Today we are facing a situation where instruction and textbooks in structural geology are almost entirely dedicated to rock deformation, analytical techniques in detailed field geology and summaries of plate tectonics. Illustrations based on reflection seismic profiles are virtually absent in textbooks of structural geology. These texts illustrate only the parts of the proverbial elephant, together with some conjecture, but without ever offering a glimpse of the whole elephant.
Some of the reason cited for the relative scarcity of published reflection profiles are: 1) the confidentiality of exploration data; 2) difficulties in the photographic reduction and reproduction of seismic profiles for a book format; 3) the two-dimensional nature of vertical reflection profiles; and 4) the obvious distortions in reflection profiles that are typically recorded in time.
The AAPG leadership felt that it was time to attempt to correct the situation and to produce this picture and work atlas.

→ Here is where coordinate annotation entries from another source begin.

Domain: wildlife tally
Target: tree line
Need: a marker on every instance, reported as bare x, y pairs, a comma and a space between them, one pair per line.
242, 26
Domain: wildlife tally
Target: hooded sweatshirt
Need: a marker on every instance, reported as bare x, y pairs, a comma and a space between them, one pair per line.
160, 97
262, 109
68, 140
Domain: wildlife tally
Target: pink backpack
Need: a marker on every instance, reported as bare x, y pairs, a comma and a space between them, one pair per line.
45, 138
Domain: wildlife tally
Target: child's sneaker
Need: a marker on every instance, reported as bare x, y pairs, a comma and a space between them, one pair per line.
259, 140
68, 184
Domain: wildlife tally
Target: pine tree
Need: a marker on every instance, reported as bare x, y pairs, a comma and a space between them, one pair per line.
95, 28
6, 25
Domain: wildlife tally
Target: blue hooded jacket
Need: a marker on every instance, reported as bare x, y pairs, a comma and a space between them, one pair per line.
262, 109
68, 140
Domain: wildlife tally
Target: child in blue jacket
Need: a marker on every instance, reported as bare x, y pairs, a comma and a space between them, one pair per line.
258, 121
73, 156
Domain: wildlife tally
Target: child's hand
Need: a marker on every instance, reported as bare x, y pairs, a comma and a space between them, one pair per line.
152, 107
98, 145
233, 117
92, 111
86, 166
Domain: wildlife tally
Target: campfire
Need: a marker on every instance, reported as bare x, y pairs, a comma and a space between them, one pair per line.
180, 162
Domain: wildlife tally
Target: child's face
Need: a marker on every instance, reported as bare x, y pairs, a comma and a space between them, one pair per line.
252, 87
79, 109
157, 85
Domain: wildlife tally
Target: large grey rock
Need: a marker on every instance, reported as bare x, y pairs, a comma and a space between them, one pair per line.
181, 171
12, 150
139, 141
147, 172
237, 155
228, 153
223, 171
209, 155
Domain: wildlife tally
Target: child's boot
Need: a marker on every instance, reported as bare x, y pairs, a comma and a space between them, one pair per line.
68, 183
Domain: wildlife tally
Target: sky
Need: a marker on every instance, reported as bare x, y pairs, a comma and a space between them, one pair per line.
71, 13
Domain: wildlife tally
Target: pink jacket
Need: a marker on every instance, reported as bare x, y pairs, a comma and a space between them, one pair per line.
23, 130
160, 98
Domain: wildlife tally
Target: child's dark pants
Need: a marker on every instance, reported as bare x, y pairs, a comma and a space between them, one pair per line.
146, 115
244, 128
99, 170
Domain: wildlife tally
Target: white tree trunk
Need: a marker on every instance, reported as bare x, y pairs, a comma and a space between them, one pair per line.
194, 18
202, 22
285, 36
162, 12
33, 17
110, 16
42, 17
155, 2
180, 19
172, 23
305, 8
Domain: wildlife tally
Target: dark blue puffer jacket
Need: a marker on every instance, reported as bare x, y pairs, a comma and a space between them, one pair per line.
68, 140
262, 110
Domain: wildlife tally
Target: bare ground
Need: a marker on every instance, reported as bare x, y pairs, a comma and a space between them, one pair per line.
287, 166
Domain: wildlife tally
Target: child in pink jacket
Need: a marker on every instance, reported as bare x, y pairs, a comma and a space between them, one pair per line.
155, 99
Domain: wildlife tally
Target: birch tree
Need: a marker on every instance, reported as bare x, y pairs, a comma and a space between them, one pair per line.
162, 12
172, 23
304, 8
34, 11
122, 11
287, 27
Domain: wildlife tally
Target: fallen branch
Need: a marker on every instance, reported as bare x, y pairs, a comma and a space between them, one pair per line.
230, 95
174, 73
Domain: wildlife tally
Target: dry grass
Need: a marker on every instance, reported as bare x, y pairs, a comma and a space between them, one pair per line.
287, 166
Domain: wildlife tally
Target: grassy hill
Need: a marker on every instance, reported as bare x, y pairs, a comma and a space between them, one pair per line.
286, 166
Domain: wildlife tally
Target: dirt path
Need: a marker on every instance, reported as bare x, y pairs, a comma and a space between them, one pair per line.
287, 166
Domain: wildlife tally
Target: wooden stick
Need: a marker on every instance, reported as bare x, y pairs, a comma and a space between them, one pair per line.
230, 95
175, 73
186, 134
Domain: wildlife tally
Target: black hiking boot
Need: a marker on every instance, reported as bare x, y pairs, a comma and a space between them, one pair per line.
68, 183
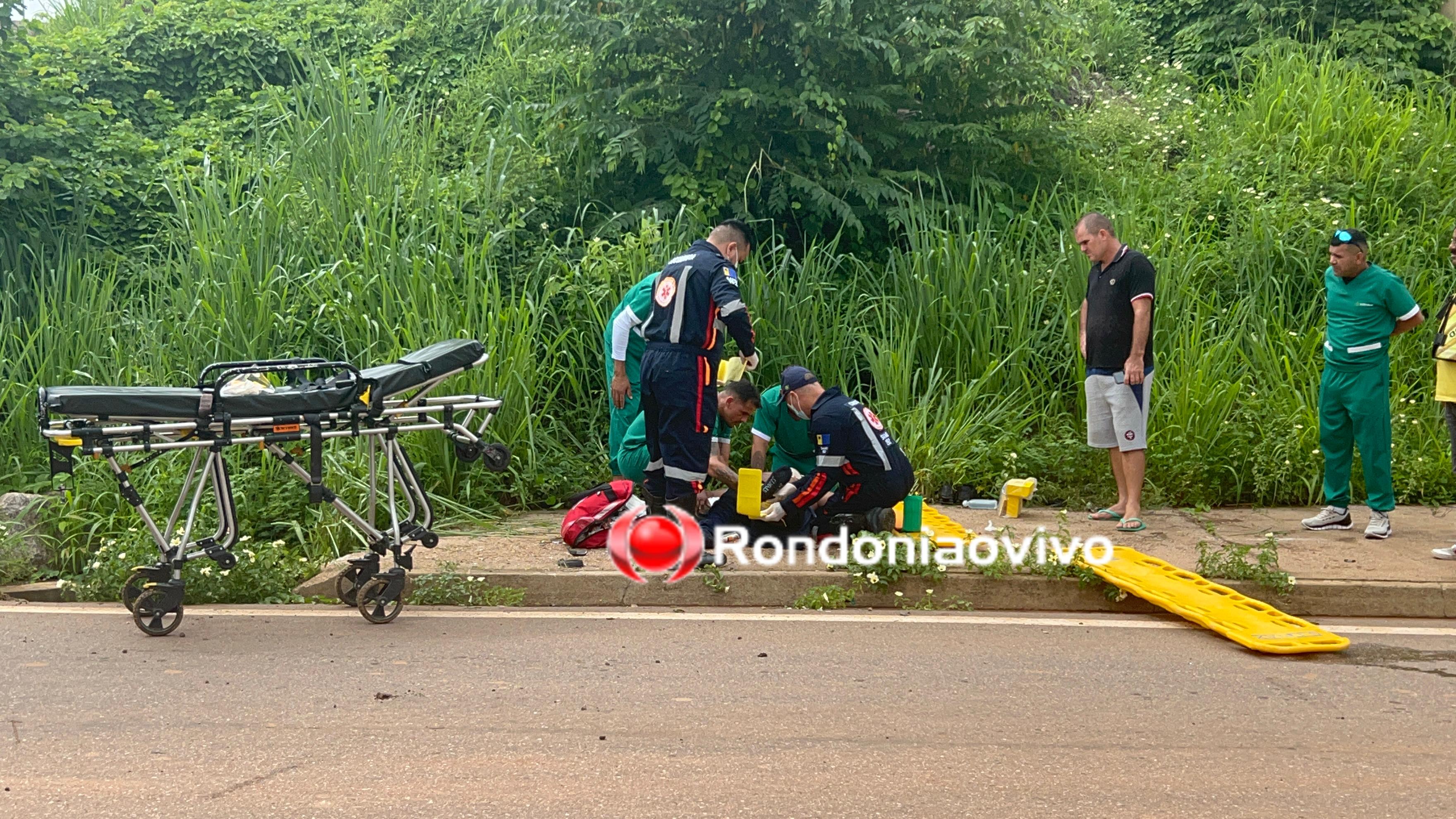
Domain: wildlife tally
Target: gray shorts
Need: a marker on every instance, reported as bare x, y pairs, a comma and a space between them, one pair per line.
1117, 413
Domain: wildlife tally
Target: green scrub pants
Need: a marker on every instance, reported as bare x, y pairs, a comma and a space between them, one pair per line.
619, 420
631, 462
1355, 409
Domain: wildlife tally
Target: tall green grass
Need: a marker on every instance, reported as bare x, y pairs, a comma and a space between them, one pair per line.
359, 228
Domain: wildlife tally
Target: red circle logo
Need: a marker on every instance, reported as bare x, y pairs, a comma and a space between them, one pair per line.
873, 419
656, 544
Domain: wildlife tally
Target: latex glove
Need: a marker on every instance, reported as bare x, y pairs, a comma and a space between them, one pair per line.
621, 391
790, 490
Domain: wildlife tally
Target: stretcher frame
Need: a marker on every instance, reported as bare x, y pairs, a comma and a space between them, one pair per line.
155, 592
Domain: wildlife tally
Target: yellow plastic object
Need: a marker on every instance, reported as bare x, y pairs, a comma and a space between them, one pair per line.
731, 369
932, 522
1247, 621
1015, 492
750, 492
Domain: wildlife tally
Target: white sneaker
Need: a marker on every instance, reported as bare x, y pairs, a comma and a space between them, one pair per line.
1329, 518
1379, 527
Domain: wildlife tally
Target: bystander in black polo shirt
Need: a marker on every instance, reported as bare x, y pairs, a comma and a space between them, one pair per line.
1111, 292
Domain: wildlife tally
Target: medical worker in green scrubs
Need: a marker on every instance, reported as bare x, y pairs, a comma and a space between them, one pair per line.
624, 343
1366, 308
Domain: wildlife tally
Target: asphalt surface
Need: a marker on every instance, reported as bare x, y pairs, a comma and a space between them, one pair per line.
285, 713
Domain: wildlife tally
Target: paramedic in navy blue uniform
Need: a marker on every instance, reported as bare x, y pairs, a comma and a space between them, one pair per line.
860, 467
695, 298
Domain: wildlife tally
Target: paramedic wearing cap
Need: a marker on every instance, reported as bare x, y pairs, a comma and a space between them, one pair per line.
622, 340
1117, 346
680, 365
737, 403
779, 433
1366, 308
860, 468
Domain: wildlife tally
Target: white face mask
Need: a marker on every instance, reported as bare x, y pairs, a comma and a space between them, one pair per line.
798, 413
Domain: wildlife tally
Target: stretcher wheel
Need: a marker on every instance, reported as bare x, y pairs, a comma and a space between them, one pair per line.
133, 588
349, 587
373, 607
151, 615
497, 458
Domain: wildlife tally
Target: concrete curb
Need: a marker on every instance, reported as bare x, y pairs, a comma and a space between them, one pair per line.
1021, 592
48, 592
776, 589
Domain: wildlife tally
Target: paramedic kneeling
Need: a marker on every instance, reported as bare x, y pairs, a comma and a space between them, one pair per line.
860, 471
694, 293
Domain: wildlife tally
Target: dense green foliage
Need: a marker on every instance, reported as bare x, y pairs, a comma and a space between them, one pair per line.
364, 177
1404, 40
813, 113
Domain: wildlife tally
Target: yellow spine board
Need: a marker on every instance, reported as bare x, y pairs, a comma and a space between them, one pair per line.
1244, 620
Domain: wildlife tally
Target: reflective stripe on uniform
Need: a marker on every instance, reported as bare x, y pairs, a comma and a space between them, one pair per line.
685, 474
870, 432
678, 305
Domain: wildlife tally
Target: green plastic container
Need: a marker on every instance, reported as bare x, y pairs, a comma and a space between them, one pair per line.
912, 516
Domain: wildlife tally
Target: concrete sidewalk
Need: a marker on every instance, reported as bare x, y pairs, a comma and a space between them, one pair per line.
1337, 573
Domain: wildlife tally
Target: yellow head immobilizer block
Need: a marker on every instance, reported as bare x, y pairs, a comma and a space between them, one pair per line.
750, 493
731, 369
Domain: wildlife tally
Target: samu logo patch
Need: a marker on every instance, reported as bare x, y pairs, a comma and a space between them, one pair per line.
666, 290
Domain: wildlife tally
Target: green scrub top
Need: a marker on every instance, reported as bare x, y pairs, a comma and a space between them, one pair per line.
1362, 315
774, 421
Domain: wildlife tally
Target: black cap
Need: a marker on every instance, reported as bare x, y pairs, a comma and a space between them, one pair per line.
1349, 237
795, 378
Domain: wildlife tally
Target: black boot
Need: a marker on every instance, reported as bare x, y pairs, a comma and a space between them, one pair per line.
880, 521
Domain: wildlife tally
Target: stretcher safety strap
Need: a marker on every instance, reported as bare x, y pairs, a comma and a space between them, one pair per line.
315, 458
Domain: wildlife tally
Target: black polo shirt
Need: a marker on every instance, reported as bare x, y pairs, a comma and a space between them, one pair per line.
1110, 298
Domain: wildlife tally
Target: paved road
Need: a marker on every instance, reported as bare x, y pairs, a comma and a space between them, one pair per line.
286, 713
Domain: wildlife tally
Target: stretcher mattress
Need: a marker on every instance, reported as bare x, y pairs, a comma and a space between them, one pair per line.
167, 403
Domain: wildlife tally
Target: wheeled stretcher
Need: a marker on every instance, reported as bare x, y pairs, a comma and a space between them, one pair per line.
237, 404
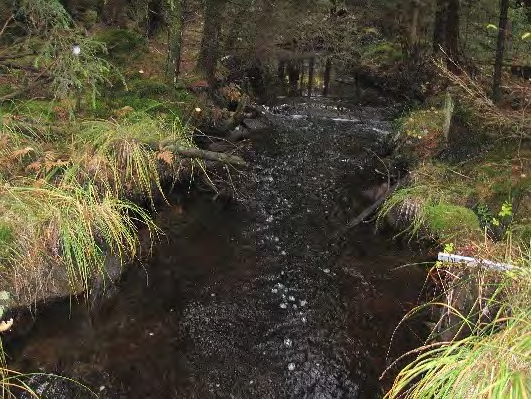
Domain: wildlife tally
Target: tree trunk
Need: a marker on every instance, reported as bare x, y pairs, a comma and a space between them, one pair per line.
302, 68
452, 35
293, 76
311, 71
155, 17
439, 27
327, 76
281, 72
210, 42
175, 37
500, 47
414, 29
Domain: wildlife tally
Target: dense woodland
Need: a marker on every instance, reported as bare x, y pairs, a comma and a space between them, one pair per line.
101, 103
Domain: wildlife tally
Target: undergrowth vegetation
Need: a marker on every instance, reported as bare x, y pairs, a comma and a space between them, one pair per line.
473, 200
68, 195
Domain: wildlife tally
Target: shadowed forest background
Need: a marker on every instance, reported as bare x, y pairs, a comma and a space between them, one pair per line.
108, 108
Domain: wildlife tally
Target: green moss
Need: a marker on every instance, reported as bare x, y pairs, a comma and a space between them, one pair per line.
6, 89
6, 239
6, 234
445, 220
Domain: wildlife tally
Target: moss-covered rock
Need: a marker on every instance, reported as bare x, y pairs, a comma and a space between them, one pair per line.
446, 220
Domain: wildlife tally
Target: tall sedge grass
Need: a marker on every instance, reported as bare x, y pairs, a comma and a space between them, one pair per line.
493, 361
72, 224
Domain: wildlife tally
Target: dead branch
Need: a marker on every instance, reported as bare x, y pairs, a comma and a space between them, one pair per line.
207, 155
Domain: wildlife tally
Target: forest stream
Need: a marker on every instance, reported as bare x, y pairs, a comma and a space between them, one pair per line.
254, 298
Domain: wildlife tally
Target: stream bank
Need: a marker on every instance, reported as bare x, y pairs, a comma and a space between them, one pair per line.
254, 298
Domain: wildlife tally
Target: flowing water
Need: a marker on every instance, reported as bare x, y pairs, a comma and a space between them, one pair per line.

The first volumes, of what may become a series of volumes, are addressing an audience that includes: petroleum geologists concerned with structural interpretations; exploration companies that provide in-house training; the AAPG continuing education program; and academic colleagues interested in updating their curricula in structural geology by inclusion of reflection profiles from the “real world” in their teaching.
The atlas is not meant to be a textbook in reflection seismology (instead we listed some at the end of this introduction) nor a text in structural and/or regional geology. Our intent is simply to provide a teaching tool.